Among the key tasks of those working the ecumenical instruments are: 

  • to ensure that networks, groups, commissions and agencies are established bringing together people in the churches with shared interests; 
  • to map out the work under way in the different member churches. Member churches can themselves help by mapping out the work, including ecumenical work, in which they are engaged; 
  • to act as a repository of information on work done or in progress within member churches. 

2:  When considering embarking on new items of work, or reviewing existing areas of work, member churches should ask themselves whether the principles of working described above are adequately embodied in the way they propose to proceed. 

At the Faith and Order Conference at Lund in Sweden in 1952 the participants asked the member churches “whether they should not act together in all matters except those in which deep differences of conviction compel them to act separately”. This question should be constantly before our churches as they consider all their activities. Of course there may be circumstances in which it makes sense to establish a working party or other group on a denominational basis. But many issues are of common interest to the churches, and can be addressed more efficiently and comprehensively if the work is done ecumenically. 
 
When member churches are reviewing existing work or considering new work they should therefore share their proposals for action with other member churches through the relevant ecumenical body. In this way ecumenical considerations should become not an additional factor to be considered at the end of a project, but part of the very thinking about it from its inception, and also a regular factor in any review of existing work. 

3.  Member churches should take into account priorities established ecumenically when considering their own internal priorities for work. 

All member churches and the new ecumenical instruments have limited resources. Choices have to be made about how those resources are to be used. 
 
Each member church has its own different structure of authority through which decisions about priorities are taken. Denominational responsibilities and structures vary, and cannot easily be aligned. The important thing is that there should be a process of dialogue – through representative bodies, groups, commissions, agencies, networks, etc – so that decisions about priorities in each context are informed by thinking and views expressed in the other. It is also important that churches should be sensitive to the possibility of the gradual alignment of structures where that would pose no substantial threat to their particular structure of authority. 

Charity demands that where one church or group of churches has a priority which requires action from other churches, the other churches take this very seriously. 

4.  Member churches should be on the look-out for opportunities to share resources with one another by offering to undertake particular pieces of work. 

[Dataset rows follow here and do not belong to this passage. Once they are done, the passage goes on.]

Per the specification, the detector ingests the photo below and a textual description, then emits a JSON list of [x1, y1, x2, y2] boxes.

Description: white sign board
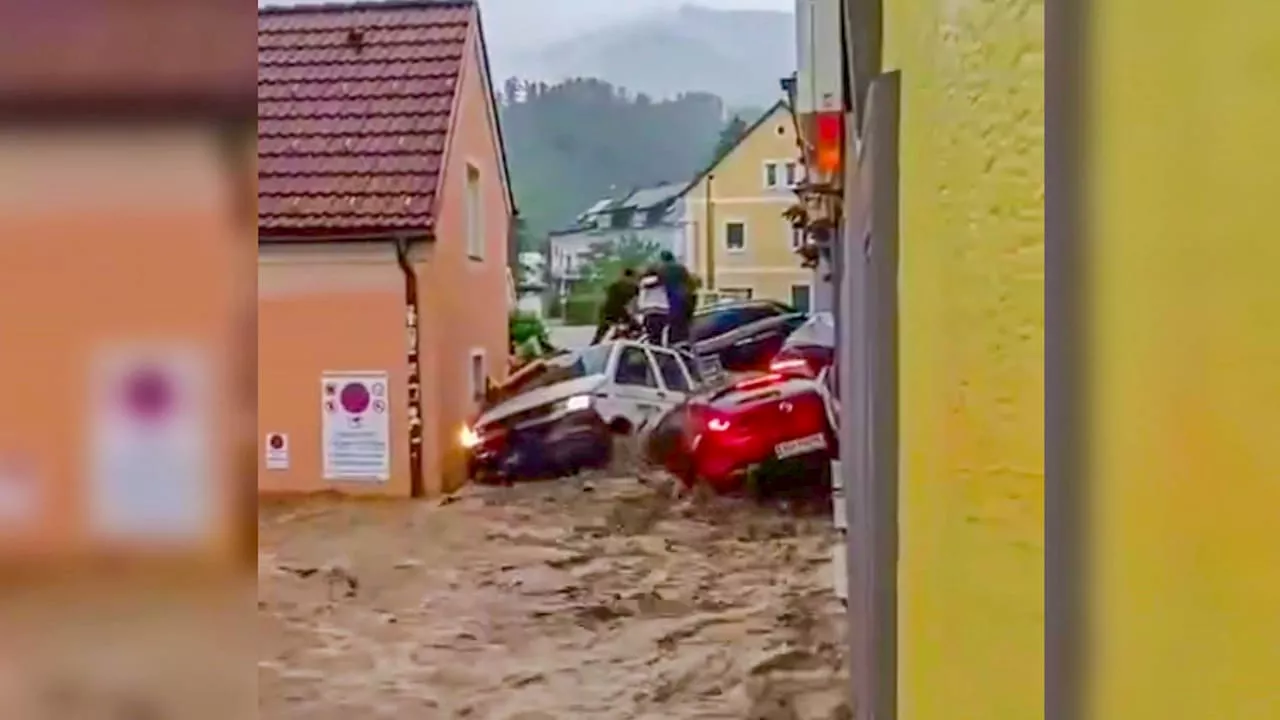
[[262, 433, 289, 470], [88, 347, 209, 541], [320, 372, 392, 482], [0, 456, 42, 534]]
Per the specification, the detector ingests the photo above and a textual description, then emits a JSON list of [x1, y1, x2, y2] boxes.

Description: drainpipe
[[703, 173, 716, 295], [396, 237, 426, 497]]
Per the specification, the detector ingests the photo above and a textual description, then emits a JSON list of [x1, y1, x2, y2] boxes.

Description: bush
[[564, 295, 604, 325], [507, 310, 547, 347]]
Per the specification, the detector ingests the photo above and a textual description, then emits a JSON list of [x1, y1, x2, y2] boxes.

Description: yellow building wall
[[884, 0, 1044, 720], [1089, 0, 1280, 720], [685, 108, 812, 302]]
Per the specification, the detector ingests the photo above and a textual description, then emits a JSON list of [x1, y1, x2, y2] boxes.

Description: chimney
[[347, 27, 365, 55]]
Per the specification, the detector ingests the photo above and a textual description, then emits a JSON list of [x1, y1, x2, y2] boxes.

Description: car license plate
[[773, 433, 827, 459]]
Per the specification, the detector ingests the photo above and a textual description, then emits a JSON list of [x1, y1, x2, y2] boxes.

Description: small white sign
[[0, 456, 41, 532], [88, 347, 209, 541], [262, 433, 289, 470], [320, 372, 392, 482], [831, 489, 849, 530], [831, 542, 849, 602]]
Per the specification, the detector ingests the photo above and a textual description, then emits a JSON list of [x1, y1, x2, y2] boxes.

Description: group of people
[[591, 250, 698, 346]]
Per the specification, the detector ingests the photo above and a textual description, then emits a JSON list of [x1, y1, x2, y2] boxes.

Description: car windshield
[[689, 302, 790, 342], [785, 313, 836, 347], [486, 345, 612, 407]]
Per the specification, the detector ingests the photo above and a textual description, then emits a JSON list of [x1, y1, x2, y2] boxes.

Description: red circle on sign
[[338, 383, 370, 415], [124, 368, 174, 420]]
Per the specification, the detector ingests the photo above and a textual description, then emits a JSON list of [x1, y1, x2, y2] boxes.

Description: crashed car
[[689, 300, 806, 373], [769, 311, 836, 378], [460, 340, 701, 482], [644, 373, 837, 492]]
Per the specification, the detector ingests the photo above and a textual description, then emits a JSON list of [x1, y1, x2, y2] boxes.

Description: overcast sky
[[257, 0, 795, 53]]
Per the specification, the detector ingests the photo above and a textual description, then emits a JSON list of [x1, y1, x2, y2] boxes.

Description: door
[[791, 283, 813, 314], [605, 345, 671, 430]]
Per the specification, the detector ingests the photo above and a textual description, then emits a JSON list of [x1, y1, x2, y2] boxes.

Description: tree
[[712, 115, 749, 163], [581, 234, 662, 288], [500, 78, 724, 238]]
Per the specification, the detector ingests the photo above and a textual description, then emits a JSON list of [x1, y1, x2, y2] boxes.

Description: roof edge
[[257, 0, 477, 15], [257, 225, 435, 245]]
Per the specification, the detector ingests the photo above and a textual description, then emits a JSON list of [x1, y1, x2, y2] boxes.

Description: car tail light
[[769, 357, 813, 374], [733, 373, 786, 389]]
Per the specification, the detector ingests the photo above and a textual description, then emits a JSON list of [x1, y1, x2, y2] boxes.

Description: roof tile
[[257, 0, 475, 236]]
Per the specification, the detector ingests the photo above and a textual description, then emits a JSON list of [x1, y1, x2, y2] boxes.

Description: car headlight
[[458, 425, 480, 450], [561, 395, 591, 413]]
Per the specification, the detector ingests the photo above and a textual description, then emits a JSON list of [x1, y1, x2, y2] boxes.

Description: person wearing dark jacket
[[658, 250, 695, 345], [591, 268, 639, 345]]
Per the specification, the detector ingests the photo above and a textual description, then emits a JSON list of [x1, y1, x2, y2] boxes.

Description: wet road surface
[[259, 477, 849, 720]]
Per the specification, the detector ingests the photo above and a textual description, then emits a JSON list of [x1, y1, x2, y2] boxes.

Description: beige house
[[681, 101, 814, 309]]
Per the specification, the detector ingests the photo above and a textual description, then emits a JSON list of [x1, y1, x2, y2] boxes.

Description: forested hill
[[499, 78, 726, 240]]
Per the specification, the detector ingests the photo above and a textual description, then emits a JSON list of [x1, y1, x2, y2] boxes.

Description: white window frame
[[787, 224, 808, 252], [760, 160, 782, 190], [782, 160, 801, 188], [467, 347, 489, 402], [463, 161, 485, 263], [721, 218, 751, 255]]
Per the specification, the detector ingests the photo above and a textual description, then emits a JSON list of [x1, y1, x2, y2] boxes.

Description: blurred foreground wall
[[1088, 0, 1280, 720], [884, 0, 1044, 720]]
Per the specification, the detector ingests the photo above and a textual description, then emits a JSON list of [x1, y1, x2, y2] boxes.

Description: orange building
[[257, 0, 515, 496], [0, 3, 255, 558]]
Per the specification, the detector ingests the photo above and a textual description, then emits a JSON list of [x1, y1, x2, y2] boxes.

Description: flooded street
[[259, 477, 849, 720]]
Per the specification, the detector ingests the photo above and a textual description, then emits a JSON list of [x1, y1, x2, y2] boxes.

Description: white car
[[461, 340, 703, 478]]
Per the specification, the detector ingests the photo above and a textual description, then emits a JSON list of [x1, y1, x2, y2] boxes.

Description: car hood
[[476, 375, 604, 425]]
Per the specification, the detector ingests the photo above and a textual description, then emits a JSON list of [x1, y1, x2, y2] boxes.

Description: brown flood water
[[259, 477, 850, 720]]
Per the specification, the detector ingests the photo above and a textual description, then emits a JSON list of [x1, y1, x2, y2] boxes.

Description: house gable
[[259, 0, 476, 238], [680, 100, 790, 197]]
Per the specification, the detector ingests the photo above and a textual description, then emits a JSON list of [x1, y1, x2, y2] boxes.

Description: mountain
[[490, 5, 795, 106]]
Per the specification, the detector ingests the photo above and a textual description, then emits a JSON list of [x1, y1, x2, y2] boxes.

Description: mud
[[259, 475, 850, 720]]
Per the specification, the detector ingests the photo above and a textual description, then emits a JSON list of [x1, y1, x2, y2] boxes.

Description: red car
[[769, 313, 836, 378], [645, 373, 836, 492]]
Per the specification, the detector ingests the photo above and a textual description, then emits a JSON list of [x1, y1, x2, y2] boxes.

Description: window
[[653, 350, 690, 392], [764, 163, 778, 190], [466, 164, 484, 260], [791, 284, 813, 313], [613, 346, 658, 388], [724, 222, 746, 252], [791, 225, 808, 250], [470, 348, 489, 402]]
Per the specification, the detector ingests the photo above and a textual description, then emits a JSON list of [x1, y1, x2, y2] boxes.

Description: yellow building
[[684, 101, 813, 309], [883, 0, 1044, 720]]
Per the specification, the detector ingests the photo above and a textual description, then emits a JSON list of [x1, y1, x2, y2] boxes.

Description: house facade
[[0, 4, 255, 561], [257, 0, 515, 496], [678, 102, 814, 309], [548, 182, 687, 297]]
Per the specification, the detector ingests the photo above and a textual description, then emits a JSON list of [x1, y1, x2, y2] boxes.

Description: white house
[[513, 252, 547, 316], [548, 182, 687, 297]]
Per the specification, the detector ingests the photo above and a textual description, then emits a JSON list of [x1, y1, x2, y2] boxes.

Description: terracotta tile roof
[[257, 0, 476, 236]]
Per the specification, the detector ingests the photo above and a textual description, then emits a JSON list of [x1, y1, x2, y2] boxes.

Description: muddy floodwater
[[259, 477, 850, 720]]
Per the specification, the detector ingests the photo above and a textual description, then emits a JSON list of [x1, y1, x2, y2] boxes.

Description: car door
[[649, 347, 694, 407], [609, 345, 671, 430]]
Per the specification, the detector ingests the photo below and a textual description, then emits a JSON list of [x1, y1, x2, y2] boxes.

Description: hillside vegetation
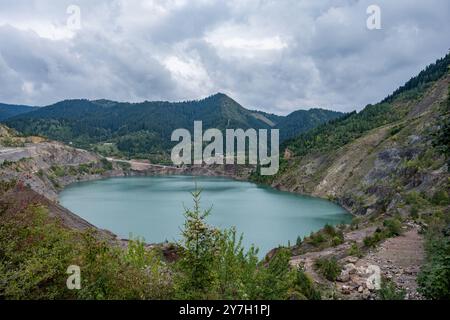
[[251, 54, 450, 299], [0, 94, 342, 162]]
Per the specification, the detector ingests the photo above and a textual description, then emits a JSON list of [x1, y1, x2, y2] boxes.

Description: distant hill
[[1, 93, 343, 160], [0, 103, 37, 121]]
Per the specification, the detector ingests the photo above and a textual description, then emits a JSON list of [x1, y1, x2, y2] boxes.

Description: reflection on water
[[60, 176, 351, 256]]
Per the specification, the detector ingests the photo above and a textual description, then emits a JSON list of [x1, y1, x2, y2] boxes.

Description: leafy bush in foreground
[[314, 257, 342, 281], [0, 191, 320, 299]]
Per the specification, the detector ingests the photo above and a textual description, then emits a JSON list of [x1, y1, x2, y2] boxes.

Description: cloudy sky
[[0, 0, 450, 114]]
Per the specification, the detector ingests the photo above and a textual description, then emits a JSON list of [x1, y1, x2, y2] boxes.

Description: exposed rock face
[[272, 77, 450, 215]]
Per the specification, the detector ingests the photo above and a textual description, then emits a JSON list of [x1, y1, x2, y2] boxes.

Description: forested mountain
[[0, 103, 36, 121], [1, 93, 342, 161]]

Given the limited resources of member churches, it makes sense to co-operate/share resources wherever possible. In that way, small contributions can together add up to a useful sum, and the smaller churches can be helped by the larger. Proposals for ecumenical sharing need to be cleared through the ecumenical instruments. They should: 

  • be agreed within the member church making the proposal; 
  • be agreed by the other member churches; 
  • include a clear understanding about how the shared arrangement is to work, what contributions are expected from each participating church, and how accountability to the member churches is to be ensured.

5.  Member churches should consider carefully the development of methods of working which further ecumenical co-operation. 

Methods of working which are normal in some churches may not help in achieving the involvement of other churches in a piece of work which is to be taken forward ecumenically. 
 
There may also be a need to think imaginatively about how reports developed ecumenically are processed within the member churches. For example, an ecumenical working group may prepare a draft of conclusions and recommendations resulting from a piece of work, but it may help the handling and acceptance of a particular report if its conclusions and recommendations are put in final form by the board or committee which has direct responsibility for the subject within each member church.